Quinn ends up knocking on Elise (Lin Shaye's) door and asks the psychic to help her talk to her late mother.
Elise, now retired due to unknown trauma, reluctantly complies with the teenager's request only to find that Quinn's feeling of having someone with her in her room is correct, only that, that someone isn't her mother.
Though Elise warns Quinn not to try to initiate contact with her mother without the help of a psychic, it is far too late.
The shadow that is after Quinn is getting closer and it won't be long before it takes over her completely.
Insidious hits all the right notes as it starts off.
Suspense is in the air.
Shadows linger at the edges of the screens.
The atmospheric sounds and the background score are perfectly engineered to raise the hair on the back of your neck.
The first half of the film -- the parts during which the entity that is haunting Quinn, aka The Man Who Cannot Breathe, is revealed only partially -- has some genuinely terrifying moments.
The build up is wonderful.
The revelation is not.
Insidious: Chapter 3 quickly deteriorates from creepy to cringe-worthy.
Whannell lets the focus of the film shift from Quinn's struggle against The Man Who Cannot Breathe to Elise's journey of self empowerment.
He steers the scenes set to terrify with precision but normal conversations between actors seem awkward and strained.
Dermont Mulroney, Lin Shaye and Stefanie Scott are, individually, good actors.
However, putting them all together in one scene may not turn out to be a good idea.

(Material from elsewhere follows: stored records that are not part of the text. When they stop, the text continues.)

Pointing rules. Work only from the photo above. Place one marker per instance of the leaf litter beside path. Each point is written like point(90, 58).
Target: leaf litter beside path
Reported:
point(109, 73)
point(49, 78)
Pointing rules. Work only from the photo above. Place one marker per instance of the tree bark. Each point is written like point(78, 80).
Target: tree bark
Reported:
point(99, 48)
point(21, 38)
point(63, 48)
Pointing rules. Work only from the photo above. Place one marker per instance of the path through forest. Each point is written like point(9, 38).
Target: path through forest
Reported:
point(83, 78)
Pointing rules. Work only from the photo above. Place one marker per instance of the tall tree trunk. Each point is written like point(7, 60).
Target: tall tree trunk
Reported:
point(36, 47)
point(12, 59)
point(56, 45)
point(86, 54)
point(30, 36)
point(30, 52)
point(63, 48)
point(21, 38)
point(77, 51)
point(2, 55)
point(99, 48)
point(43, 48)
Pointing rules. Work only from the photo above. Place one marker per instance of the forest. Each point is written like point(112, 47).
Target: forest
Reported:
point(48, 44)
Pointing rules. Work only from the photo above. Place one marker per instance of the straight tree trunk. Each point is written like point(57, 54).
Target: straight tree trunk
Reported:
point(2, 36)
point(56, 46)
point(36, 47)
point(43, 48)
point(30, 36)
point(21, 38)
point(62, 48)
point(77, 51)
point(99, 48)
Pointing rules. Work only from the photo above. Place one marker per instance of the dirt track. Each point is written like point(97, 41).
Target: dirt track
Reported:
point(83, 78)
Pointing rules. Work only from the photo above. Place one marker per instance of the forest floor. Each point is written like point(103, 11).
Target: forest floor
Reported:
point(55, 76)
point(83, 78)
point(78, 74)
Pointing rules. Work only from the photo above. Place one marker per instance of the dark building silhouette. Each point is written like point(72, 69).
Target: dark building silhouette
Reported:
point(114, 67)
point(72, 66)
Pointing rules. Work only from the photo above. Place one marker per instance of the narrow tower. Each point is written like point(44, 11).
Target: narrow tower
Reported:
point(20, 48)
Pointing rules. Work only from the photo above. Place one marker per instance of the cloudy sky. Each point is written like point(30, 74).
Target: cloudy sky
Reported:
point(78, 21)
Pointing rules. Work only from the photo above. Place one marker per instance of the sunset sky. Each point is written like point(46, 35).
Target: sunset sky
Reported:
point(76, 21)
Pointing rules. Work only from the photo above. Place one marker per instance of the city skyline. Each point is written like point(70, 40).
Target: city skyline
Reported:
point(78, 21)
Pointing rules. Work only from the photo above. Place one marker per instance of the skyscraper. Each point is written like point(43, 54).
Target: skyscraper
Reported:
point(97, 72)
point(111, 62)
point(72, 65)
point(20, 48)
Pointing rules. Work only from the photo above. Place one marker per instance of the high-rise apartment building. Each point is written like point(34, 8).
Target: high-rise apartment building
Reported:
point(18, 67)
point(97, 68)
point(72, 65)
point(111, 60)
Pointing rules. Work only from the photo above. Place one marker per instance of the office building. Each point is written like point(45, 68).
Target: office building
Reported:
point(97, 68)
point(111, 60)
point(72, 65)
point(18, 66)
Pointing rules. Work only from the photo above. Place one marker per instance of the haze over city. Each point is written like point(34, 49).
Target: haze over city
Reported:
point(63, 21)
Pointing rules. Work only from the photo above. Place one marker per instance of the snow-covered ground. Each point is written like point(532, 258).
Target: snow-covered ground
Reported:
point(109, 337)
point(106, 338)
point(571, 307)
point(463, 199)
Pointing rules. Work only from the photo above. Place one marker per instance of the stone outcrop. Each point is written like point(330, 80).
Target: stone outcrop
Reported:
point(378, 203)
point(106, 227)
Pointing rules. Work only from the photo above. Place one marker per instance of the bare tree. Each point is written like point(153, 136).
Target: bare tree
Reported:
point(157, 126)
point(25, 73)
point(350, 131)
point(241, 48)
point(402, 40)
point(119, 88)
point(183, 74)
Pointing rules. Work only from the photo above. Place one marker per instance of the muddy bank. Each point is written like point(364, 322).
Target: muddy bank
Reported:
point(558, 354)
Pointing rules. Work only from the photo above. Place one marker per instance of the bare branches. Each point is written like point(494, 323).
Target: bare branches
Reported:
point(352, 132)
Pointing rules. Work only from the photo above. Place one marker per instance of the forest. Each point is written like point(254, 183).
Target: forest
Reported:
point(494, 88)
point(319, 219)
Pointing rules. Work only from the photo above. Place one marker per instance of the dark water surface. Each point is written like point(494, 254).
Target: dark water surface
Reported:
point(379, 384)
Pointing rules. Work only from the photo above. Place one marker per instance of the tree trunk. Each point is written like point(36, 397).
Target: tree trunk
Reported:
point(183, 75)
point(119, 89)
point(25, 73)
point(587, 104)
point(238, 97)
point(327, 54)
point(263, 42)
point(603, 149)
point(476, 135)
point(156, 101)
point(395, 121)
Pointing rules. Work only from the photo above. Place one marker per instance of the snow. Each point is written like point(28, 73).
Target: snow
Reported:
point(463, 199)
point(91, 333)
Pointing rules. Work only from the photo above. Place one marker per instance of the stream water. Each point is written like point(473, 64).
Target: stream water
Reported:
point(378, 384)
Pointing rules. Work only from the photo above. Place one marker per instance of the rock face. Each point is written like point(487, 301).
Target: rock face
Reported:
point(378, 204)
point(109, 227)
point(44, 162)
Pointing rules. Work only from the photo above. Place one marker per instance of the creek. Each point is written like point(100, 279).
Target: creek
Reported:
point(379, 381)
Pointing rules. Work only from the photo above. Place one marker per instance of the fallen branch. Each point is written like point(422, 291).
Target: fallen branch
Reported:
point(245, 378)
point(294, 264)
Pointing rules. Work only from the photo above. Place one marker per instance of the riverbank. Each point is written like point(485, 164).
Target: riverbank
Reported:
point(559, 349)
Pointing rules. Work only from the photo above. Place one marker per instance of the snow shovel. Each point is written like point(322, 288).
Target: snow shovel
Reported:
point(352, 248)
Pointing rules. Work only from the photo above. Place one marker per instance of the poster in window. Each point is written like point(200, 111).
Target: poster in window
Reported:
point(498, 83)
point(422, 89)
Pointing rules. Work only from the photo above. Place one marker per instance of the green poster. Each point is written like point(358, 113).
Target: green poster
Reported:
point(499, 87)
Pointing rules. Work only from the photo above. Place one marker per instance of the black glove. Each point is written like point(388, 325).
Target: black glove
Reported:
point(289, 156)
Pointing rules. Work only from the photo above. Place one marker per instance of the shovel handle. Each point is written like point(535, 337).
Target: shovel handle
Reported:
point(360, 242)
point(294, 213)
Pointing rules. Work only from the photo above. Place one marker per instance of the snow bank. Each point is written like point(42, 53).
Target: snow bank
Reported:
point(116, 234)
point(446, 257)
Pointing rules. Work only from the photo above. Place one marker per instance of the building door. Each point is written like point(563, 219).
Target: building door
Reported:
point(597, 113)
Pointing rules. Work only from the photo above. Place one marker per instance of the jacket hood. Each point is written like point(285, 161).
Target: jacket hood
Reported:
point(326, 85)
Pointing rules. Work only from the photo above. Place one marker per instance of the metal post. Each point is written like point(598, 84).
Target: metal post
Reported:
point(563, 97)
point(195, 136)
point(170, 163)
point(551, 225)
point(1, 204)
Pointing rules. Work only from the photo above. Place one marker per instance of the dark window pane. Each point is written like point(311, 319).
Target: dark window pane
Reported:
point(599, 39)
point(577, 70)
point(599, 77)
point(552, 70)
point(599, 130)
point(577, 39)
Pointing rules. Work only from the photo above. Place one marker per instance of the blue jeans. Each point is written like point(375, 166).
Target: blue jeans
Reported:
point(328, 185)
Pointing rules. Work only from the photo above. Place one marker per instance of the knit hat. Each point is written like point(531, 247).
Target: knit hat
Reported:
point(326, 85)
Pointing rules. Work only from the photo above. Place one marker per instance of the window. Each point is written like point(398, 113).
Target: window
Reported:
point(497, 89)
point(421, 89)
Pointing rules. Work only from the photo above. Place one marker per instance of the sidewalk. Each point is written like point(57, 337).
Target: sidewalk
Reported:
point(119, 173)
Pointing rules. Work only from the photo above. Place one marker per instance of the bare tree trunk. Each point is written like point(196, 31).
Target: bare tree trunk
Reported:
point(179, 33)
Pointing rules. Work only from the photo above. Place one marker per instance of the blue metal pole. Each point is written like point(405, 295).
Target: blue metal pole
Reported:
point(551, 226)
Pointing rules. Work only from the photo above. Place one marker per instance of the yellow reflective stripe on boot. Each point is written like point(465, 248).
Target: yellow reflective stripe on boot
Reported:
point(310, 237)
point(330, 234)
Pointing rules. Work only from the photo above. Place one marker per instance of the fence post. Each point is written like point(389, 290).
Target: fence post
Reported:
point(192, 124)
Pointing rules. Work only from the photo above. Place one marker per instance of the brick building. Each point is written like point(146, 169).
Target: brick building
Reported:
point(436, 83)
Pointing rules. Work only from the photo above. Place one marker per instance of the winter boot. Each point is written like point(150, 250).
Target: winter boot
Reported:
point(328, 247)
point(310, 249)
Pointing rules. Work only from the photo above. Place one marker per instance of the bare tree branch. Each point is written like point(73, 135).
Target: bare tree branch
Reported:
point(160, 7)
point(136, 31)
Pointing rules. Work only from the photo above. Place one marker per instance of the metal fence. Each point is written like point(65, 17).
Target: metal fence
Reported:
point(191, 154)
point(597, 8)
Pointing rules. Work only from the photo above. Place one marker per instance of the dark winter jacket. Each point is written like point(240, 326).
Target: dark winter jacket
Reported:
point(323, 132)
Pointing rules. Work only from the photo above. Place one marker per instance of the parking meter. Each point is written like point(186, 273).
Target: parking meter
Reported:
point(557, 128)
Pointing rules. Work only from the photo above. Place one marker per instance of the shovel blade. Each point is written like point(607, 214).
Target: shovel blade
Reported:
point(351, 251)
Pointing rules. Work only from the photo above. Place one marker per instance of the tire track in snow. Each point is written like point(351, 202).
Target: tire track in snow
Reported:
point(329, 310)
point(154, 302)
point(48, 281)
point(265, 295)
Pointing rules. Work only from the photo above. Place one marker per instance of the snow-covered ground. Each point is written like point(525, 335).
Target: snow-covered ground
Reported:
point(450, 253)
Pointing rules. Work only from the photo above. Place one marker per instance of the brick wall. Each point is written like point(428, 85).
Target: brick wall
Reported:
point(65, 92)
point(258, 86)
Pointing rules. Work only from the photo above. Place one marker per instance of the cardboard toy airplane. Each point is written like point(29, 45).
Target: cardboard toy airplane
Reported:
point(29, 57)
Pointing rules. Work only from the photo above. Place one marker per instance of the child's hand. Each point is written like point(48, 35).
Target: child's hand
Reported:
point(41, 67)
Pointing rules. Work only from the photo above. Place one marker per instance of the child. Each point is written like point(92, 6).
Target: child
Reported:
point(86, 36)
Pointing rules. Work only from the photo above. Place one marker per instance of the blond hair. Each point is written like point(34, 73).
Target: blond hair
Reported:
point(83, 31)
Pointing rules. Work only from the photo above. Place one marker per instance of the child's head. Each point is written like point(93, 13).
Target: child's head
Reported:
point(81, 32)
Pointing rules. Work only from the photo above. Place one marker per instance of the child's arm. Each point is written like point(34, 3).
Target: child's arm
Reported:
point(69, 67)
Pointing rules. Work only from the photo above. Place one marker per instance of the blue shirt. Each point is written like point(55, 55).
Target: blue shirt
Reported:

Mulroney, who plays Quinn's father, and Scott share none of the tense father-daughter chemistry that the script calls for while Lin Shaye seems to be one eye roll away from throwing said script at somebody's head as she kung fu fights her way through the Further.
However, ultimately, Insidious: Chapter 3 is truly a family film.
The angsty teenage girl gets possessed and her widowed father and much younger brother must save her (from herself).
Good wins over evil the moment good begins to believe in its own power.
An old black woman can see into the spirit world since persons of African origin have magical abilities, according to Hollywood.
Elise slips into the role of a mother figure to two overgrown man children, because ovaries. Never has such a culturally rich film been made by white people.
A simple story of demonic possession seems to have gotten lost in the mists of the Further while one was away during the interval, the ends of which are tied up with laughable simplicity and a saddening lack of creativity.
Much like a bumbling partner in a three-legged race, the second half of the film weighs its first half down.
Insidious: Chapter 3 is less insidious and more insipid.